Эльбиз пристально и невидяще смотрела в уличный сумрак.
– Он не раб! – вдруг сказала она.
– С чего взяла?
– Мышцы, – горячо заговорила царевна. – У кузнеца одна сила, у водоноса другая, у охотника третья… и тело разное под каждую силу… у него вот тут горбик! – Она показала на собственной руке выше локтя. – Он воин! К оружию привычен!
– Да брось. – Нерыжень попыталась отмахнуться, но у Эльбиз вдохновенно разгорелись глаза.
– Уж я-то не ошибусь! – Мысли кувырком, догадки, выводы, озарения, язык не поспевал говорить. – Он… в рубцах весь… пальцы оттятые… это же моранская казнь!

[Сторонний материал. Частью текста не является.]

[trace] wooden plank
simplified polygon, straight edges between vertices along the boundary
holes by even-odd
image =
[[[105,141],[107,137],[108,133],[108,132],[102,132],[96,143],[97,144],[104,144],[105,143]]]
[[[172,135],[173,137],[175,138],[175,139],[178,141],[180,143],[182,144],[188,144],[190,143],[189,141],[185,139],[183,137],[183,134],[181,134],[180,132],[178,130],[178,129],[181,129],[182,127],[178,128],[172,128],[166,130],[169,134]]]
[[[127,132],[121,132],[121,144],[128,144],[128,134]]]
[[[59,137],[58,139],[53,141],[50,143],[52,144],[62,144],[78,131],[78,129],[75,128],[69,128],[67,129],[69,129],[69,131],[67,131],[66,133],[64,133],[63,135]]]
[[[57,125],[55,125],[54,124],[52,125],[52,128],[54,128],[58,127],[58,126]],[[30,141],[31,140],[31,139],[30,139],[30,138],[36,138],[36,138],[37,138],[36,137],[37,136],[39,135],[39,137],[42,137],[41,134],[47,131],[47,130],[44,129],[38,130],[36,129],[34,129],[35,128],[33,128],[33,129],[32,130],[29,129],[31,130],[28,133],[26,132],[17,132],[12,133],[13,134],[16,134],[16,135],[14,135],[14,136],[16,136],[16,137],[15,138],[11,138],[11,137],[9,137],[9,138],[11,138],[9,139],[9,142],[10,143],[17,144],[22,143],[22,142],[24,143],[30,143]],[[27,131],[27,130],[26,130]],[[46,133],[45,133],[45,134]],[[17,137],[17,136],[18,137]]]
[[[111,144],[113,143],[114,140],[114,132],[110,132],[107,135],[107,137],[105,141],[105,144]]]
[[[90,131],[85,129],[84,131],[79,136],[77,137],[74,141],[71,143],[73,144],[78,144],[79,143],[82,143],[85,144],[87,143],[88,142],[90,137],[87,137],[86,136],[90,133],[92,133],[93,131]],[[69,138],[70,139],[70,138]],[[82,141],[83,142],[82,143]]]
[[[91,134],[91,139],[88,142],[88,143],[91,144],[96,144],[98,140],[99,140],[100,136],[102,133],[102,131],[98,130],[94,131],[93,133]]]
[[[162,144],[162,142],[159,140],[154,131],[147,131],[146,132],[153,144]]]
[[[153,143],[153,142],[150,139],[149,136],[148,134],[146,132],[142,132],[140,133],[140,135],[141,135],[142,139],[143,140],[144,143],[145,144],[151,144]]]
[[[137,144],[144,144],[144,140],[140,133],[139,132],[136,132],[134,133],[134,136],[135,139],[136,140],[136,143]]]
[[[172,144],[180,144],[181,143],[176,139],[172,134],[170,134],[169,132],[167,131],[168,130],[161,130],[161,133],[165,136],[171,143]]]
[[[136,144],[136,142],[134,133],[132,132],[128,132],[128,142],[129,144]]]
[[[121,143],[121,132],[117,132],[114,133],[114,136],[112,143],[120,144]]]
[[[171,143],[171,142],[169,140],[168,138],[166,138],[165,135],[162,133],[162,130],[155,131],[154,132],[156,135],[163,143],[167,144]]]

– Для отступников, – нахмурилась Нерыжень. – Для своих!
Царевна схватила её за руку:
– Это – Ветер!
Выпалила и рванулась назад, ища рукой ножны, спрятанные под чернавкиным запонцем.
– Стой, стой! – Нерыжень не дала натворить глупостей, развернула, повлекла ко дворцу. – Ему-то откуда бы здесь?..
– А смотри! Мы что знаем? Неустройство… восстал… убил вроде… кто ныне великий котляр? Лихарь! Ветра поверг! Убивал, не убил!.. Тот убёг как-то… принял личину…
Нерыжень перевела дух.
– Так ли, нет, но тёмен человек сей. И не пойдёшь ты, свет, больше туда.
– А удержи! – вскинулась царевна. – Ещё как пойду! Хоть уговорами, хоть ножичком – а правды дознаюсь!
Над Верхними вратами славного Коряжина, царственноравного Выскирега, кружился медленный снег. Падал на лица поверженных воевод и царей, на крышу каменной палатки, где стучали молотки камнерезов.
– Нет там ни знамени, ни письмён! Сулились, да не высекли, – сказал Кобчик. – Пошли уже, коли решили!
Сойко зрячими пальцами ощупывал большой камень. На самом деле тянул время, медлил перед шагом в неведомое, прочь от натоптанных подземелий.
– Пошли, – вздохнул он, отряхивая ладони. Натянул варежки, потом овчинные рукавицы. Без родных стен рядом – где что?.. Было жутковато.
– Ногу давай, – велел Кобчик.
Сойко послушно приподнял ногу в валенке. Кобчик поставил её на лыжу, стал завязывать юксы. Как на этих деревяшках ходить, Сойко даже отдалённо не представлял. «Полверсты спотычкой, версту раскорякой, дальше соколом!» – ободрял Кобчик, уговаривая заодно и себя. Из двоих он был опытным ходоком, добирался аж до Ближнего двора.